I've been orf work this week and have used my time constructively. I....um...went to the pub. Oh yes. Lots of times. And enjoyed it very much. Since my note taking and long term memory are equally poor, I thought I'd fill you in on what I got up to so far.
Monday saw me and Miss N going shopping and drinking, in town and Walkley. Miss N started her shopping at the Dove and Rainbow and bought a fetching hat, whilst I started my wander in Walkley at the Florist. Subtle internal changes have taken place since I last ventured in, namely the decor, and Bradfield Brown Cow was the only real ale. It was on decent form and £1.25 a half. Sat in the left hand bay I could see the now refurbished "Crown House" across the road, now almost unrecognisable as a pub and as previously mentioned, sharing its fate with other Walkley locals. Good to see then, customers coming in the Florist straight from work.
Along South Road the Walkley Beer Co premises weren't open but still set up to be a temporary pub - I hear they were open August Bank Holiday. There was talk of them opening the building permanently as an off licence and then getting a temporary bar license for events and bank holidays, but am unsure what the situation is. I understand you can only get about 10 such licences a year, and with no further bank holidays til Christmas it would be a shame to wait so long to visit the pub/shop again.
Next up I popped into the Rose House. Three handpumps in here and one beer on, a rather odd tasting Moorhouses First Cut which I recall was £1.50 a half. It was fairly busy, and although not noticeably advertising the real ales, its a good sign that they are still selling them.
Into Commonside next and I opted not to visit the Springvale and instead went to the Closed Shop which was also, for a Monday late afternoon, quite busy. I had an excellent pint of Brass Castle Cliffhanger at £2.90 a pint and went and sat in the last of the sunshine in the beer garden. Having eaten an entire packet of chorizo from the excellent Beeches shop in Walkley I opted not to eat here, apart from some expensive zebra jerky. Instead I opted to "eat" the Brass Castle Sunshine, which, despite its light colour, you virtually needed a spoon to get it down your throat. Afterwards I nipped into the Hallamshire to see the man of Ash and sup a very enjoyable half of Thornbridge desert sessions rye IPA at 5.7%, which was probably £1.75 a half - but I didn't write that down.

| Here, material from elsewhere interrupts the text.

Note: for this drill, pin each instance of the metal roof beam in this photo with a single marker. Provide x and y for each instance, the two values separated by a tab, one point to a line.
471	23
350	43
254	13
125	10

I walked into Broomhill next and had a tasty smoked chicken and potato salad and half a 4.2% Summer Wine Brewery Union pale at the York. The salad was delicate and delicious but I probably would have benefited more from a bag of chips! I also visited the Broomhill Tavern for the first time this decade and had a half of Kelham Island Easy Rider at £1.50, from a range of 2 or 3. Its difficult to get the feel of the place on such a short visit but I noticed they took the menus off the tables at 18.50....
Off into town I stopped in the Wick at Both Ends for half of the Blackjack Trial 13 at £1.60, which was an odd but tasty beer, before going to meet Miss N and drink a pint and a half of Blue Bee Lustin for Stout in the Dove and Rainbow. Here I met Mr Slaughter and we persuaded him to join us for a last one in Shakespeares before he walked home to Stannington (!) and we headed home. I can't remember what we had but Mr S had a pint of the Revolutions demo wheat beer which was very nice, as we discovered on Wednesday....
Which is when I met Miss N outside work and we walked in the hazy evening sunshine to the Gardeners Rest. I had a pint of Fyne Ales Jarl and Miss N the Sheffield Brew Co Galena, which was stronger than the Jarl but about 80p a pint cheaper. We sat outside watching the bird life on the river and letting it get dark and the triffid like lamps light up, before we opted for more beer. This time I had a half of Kia Kaha from the Crwr Tal community brewery, and a Seven Brothers brewery IPA as well as another pint of Jarl, which came to £6.16 and was shared between us both.
It was now dark and we walked round to the Ship for a pint each of the Kelham Pale Rider which, at a guess, was likely £2.80 a pint and was as always, on top form. We then repaired to Shakespeares to drink some Hand Drawn Monkey beers, Tynebank Mosaic and the Raspberry Wheat beer from Revolutions, before realising that it was too late to get a bus and ordering a taxi home.
So, the first three days have been a success with some excellent beer in a number of equally excellent Sheffield boozers. Tomorrow, I will tell you all about yesterday and today as well.